Ms Bukojemsky, now 83, who describe her young self as a tomboy with a love of Enid Blyton books added: "I wanted to live there forever."
Without tickets they managed to take a ten hour train journey to Inverness.
"Not once did the ticket inspectors say to the assembled passengers, who is with this lad," recalled Mr Richardson.
After a ferry ride to Lewis, they were faced with a potential 16 mile walk to their gran's - and began asking locals the way to Tolsta.
But one charitable local woman would not have them walking, and helped them on the last leg of their journey with the bus fare money.
"She said, 'you're not walking all that way'. She went into her house, and she came out and gave us half a crown, two shillings and sixpence, enough for our fare," said Mr Richardson.
"She then stops a bus, the last bus from Stornoway into the village."
Ms Bukojemsky added: "Yeah, I think someone was watching over us, for sure."
Thirty hours after they ran away, the twosome finally arrived at their idea of heaven, their mother's native village of Tolsta.
The children were greeted by their gran and what Mr Richardson described as a "Cheshire cat smile". He added: "Everything was forgiven, brilliant."
Their antics were even rewarded with a three week stay - exactly what they wanted all along.
In Hitchin, anxious parents Sydney and Mary, were relieved to hear by telegram that the children were safe and sound with family.
But the story of their escaped would appear in newspapers across the country.
"That's when the fun started," said Ms Bukojemsky. Mr Richardson, a former journalist who now lives in the north of England added: "It was quite fascinating, the juxtaposition of important events in the world, and then these two children."
A new BBC Alba documentary Two Go to Tolsta, which will screen on Hogmanay, also hears from members of the community who recall the novelty of the English children arriving by themselves in the village, and piling in with the local youngsters for long days of fun down on the shore.

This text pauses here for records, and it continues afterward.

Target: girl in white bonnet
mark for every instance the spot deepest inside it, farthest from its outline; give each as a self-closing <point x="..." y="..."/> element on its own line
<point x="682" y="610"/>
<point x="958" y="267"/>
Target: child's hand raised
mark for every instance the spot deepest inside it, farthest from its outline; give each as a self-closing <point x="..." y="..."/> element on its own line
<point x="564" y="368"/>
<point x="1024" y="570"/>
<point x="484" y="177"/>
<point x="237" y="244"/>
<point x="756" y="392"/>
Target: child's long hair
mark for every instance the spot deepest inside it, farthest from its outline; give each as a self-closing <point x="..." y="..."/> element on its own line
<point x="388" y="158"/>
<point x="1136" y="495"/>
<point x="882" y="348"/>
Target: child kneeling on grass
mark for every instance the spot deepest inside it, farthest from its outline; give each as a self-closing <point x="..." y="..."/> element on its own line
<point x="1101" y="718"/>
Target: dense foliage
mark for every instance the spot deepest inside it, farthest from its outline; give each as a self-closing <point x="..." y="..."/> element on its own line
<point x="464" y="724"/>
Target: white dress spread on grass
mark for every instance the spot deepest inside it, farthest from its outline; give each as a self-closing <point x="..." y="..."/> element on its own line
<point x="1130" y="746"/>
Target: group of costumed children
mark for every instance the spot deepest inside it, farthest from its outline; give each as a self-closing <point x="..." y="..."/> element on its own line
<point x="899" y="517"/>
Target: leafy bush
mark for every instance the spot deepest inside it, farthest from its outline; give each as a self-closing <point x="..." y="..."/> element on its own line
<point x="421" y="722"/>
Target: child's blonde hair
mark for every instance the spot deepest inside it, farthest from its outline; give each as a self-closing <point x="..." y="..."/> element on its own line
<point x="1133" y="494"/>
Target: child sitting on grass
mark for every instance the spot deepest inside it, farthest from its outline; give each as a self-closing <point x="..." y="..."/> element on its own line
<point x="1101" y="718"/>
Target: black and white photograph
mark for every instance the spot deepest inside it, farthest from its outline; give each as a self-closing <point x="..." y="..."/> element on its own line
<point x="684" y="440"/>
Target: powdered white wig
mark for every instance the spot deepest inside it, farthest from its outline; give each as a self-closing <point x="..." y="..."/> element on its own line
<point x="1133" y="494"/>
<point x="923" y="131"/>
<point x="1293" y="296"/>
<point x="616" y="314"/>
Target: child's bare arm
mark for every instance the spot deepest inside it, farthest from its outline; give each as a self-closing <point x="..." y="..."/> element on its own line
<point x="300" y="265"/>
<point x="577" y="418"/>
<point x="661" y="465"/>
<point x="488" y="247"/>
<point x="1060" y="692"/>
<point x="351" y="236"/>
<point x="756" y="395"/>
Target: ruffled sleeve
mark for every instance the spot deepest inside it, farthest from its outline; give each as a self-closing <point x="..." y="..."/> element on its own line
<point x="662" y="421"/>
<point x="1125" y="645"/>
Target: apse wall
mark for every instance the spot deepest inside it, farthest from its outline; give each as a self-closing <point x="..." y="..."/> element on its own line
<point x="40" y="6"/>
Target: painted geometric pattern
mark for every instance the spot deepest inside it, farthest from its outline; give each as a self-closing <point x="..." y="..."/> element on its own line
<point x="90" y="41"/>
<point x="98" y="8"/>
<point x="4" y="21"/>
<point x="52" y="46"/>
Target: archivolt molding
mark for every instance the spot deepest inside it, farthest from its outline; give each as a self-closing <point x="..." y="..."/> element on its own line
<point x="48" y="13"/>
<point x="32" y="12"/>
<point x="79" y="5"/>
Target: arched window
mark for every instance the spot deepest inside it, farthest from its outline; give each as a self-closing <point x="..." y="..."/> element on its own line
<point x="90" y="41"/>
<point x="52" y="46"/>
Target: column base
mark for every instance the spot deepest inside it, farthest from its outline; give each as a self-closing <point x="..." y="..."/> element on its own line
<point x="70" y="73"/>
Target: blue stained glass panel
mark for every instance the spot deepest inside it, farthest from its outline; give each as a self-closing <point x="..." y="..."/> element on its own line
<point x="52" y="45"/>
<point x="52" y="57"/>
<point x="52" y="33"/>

Ms Bukojemsky, whose last visit to Tolsta was in 1999, recalls: “It was so exciting for us. Milking the cows and fetching water from the well. My grandfather reading the Bible by the light of the tilly lamp. And swimming in that ice cold water! It was wild, and free, and magical.”
When the holiday was over they made the return journey to Hertfordshire, both fully ticketed and with a stuffed purse.
Islanders had showered them with pocket money, impressed by what they had pulled off.
In Ms Bukojemsky's words: "We were mini celebrities.
"We ended up with £20, which was a lot of money in those days and we never did use our sixpence and three farthings.
"But for me I didn't want it to be a holiday... I was going to stay there, I was going to live in Tolsta. I loved it. That didn't happen, we had to go back home.
"It is still home funnily enough now. We are Scots. From Tolsta."
The documentary comes with a warning to any like-minded children who might be audacious enough to give it a go now – “don’t even think about it!”